To probe the structural implications of the proline residue on its characteristic peptide fragmentation patterns, in particular its unusual cleavage at its C-terminus in formation of a b(2) ion in XxxProZzz sequences, the structures of a series of proline-containing b(2)(+) ions were studied by using action infrared multiphoton dissociation (IRMPD) spectroscopy and fragment ion hydrogen-deuterium exchange (HDX). Five different Xxx-Pro b(2)(+) ions were studied, with glycine, alanine, isoleucine, valine, or histidine in the N-terminal position. The residues selected feature different sizes, chain lengths, and gas phase basicities to explore whether the structure of the N-terminal residue influences the Xxx-Pro b(2)(+) ion structure. In proteins, the proline side chain-to-backbone attachment causes its peptide bonds to be in the cis conformation more than any other amino acid, although trans is still favored over cis.

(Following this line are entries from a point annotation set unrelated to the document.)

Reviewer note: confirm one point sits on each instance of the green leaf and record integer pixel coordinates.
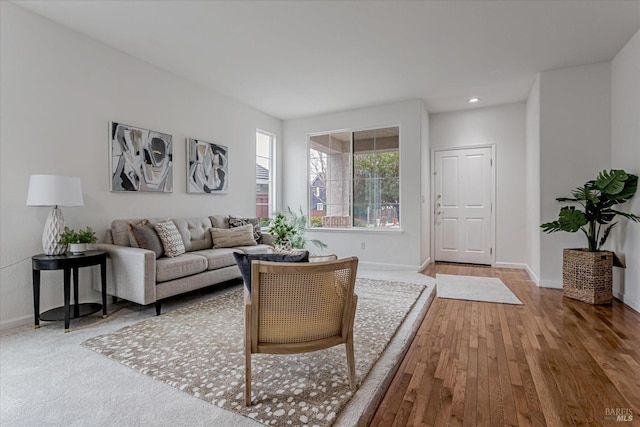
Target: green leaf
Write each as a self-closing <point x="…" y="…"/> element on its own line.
<point x="611" y="182"/>
<point x="606" y="235"/>
<point x="630" y="216"/>
<point x="570" y="220"/>
<point x="630" y="187"/>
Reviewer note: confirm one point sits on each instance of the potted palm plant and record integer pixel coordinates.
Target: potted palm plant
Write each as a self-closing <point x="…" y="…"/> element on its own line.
<point x="587" y="274"/>
<point x="288" y="228"/>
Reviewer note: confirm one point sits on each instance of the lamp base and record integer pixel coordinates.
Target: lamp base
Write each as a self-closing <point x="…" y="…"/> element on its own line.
<point x="53" y="229"/>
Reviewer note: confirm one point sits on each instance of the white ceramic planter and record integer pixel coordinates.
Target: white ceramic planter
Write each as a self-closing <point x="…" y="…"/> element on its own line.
<point x="77" y="248"/>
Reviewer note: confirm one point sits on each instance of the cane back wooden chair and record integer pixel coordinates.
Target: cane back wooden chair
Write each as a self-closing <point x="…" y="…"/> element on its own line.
<point x="298" y="308"/>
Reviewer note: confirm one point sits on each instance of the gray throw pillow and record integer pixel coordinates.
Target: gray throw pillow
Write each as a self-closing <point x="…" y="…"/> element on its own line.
<point x="239" y="222"/>
<point x="244" y="262"/>
<point x="232" y="237"/>
<point x="146" y="238"/>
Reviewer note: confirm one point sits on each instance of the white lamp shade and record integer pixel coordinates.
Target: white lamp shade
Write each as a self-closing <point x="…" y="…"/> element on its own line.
<point x="54" y="190"/>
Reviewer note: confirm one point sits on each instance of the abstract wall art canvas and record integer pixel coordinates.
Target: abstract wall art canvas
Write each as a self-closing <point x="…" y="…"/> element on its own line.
<point x="207" y="167"/>
<point x="141" y="159"/>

However, HP is the only b(2)(+) ion studied here that forms the diketopiperazine exclusively. The GP, AP, IP, and VP b(2)(+) ions formed from protonated tripeptide precursors predominantly featured oxazolone structures with small diketopiperazine contributions. In contrast to the b(2)(+) ions generated from tripeptides, synthetic cyclic dipeptides VP and HP were confirmed to have exclusive diketopiperazine structures.

Figure 1

Action IRMPD spectrum of the GP b₂ ⁺ ion generated from the protonated tripeptide GPA. Theoretical diketopiperazine (middle) and oxazolone (bottom) spectra, corresponding to the overlaid lowest energy structures calculated at the 6-311++G** level, are shown for comparison. A 10-fold magnified experimental spectrum is shown in dashed green.

Figure 2

HDX behavior of the (left) GP and AP (right) b₂ ⁺ ions. Exchange time points increase downward, as labeled. The QCID only (no exchange) spectrum is shown at the top to show the presence of the ¹³C isotopomer of the D₀ population and not a D₁ population, as confirmed by mass defect analysis.

Figure 3

Action IRMPD spectrum of the AP b₂ ⁺ ion. Calculated IR spectra from lowest energy diketopiperazine (middle) and oxazolone (bottom) structures are shown for comparison. A 50-fold magnification of the experimental spectrum is shown to highlight the diketopiperazine contribution.

Figure 4

Action IRMPD spectra of the (a) VP b₂ ⁺ ion generated from the protonated tripeptide VPA and (b) the protonated synthetic diketopiperazine VP (cVP). Magnifications of the experimental spectra are shown in the dashed green line overlaid on each experimental spectrum. Lowest energy (c) diketopiperazine and (d) oxazolone structures are shown for comparison.

Figure 5

HDX behavior of the VP b₂ ⁺ ion (left), protonated cyclic diketopiperazine VP (middle), and IP b₂ ⁺ ion (left). Exchange time increases from top to bottom of the figure.

Figure 6

Action IRMPD spectra of the (a) b₂ ⁺ ion from protonated HPA and (b) protonated diketopiperazine HP. The two calculated lowest-energy diketopiperazine (c) & (d) and oxazolone (e) spectra, along with their corresponding structures, are shown for comparison.

Figure 7

Fragment Ion HDX of the b₂ ⁺ ions from protonated HPA (left) and cyclo-HP (right). Exchange time increases from top to bottom panel.